Il y a des tas de choses qui m'émeuvent dans la vie.

Les enfants malades, par exemple. Montrez-moi un enfant chauve, atteint de leucémie, et je braille comme un veau.

Une jeune femme qui meurt écrasée par un bloc de béton en tenant les mains de son mari dans un resto japonais, un père de famille à qui on apprend qu'il n'a plus que trois mois à vivre, un Airbus qui plonge dans l'Atlantique sans explication: ça me touche.

Tout ça, c'est le sort, le destin, la cruelle loterie de la vie.

On n'y peut rien, ou presque.

Mais sur la liste des trucs qui méritent ma sympathie, les victimes de car surfing sont à peu près à la position 167.

Parce que quand tu montes sur le toit d'une auto en marche pour faire des singeries, ce n'est pas le sort, ce n'est pas le destin, ce n'est pas la cruelle loterie de la vie.

C'est un choix.

Depuis un mois, deux Québécois sont morts en s'adonnant au car surfing. Début juillet, dans l'ouest de Montréal, Kevin Ducharme est mort en tombant d'un VUS en marche. Hier, Gabrielle Dionne est morte, quelques jours après avoir chuté d'une voiture à Drummondville.

C'est triste. C'est bien évidemment un drame pour les parents et pour les amis.
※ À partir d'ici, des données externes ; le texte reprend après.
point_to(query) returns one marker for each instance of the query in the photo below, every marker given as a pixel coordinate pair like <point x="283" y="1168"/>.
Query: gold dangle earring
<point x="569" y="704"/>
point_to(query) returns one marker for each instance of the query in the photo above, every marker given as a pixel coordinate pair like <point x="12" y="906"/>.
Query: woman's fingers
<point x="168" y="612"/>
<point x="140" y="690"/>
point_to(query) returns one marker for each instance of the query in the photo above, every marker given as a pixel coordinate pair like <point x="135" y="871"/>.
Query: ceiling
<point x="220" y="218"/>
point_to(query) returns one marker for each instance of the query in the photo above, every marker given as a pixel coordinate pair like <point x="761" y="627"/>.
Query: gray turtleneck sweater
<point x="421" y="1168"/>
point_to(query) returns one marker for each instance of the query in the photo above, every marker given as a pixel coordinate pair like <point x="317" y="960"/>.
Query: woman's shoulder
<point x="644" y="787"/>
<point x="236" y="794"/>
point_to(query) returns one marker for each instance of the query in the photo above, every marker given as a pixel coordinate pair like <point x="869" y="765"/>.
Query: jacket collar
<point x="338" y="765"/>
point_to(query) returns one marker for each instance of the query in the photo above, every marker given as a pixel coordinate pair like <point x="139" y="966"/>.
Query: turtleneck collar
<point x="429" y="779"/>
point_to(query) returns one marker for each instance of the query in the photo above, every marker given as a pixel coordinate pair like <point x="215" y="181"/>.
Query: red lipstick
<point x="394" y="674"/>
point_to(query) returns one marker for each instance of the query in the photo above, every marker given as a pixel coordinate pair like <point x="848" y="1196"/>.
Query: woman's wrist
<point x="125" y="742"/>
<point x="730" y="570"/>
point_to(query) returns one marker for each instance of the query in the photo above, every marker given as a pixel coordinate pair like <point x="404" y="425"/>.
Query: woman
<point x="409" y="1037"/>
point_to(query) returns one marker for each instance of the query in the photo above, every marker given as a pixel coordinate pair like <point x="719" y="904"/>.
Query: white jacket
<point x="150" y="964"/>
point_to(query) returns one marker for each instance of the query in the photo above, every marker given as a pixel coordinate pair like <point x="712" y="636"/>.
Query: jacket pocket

Mais Ducharme et Dionne sont morts en faisant une connerie. À sa face même, le car surfing est une bêtise. Ceux qui ne le savent pas devraient le savoir. Pour les mêmes raisons qu'on prend l'escalier plutôt que de sauter de la fenêtre de son logement du deuxième étage.

Un char + de la vitesse + un être humain en équilibre sur le toit = Claude Poirier a beaucoup de chances de parler de vous prochainement.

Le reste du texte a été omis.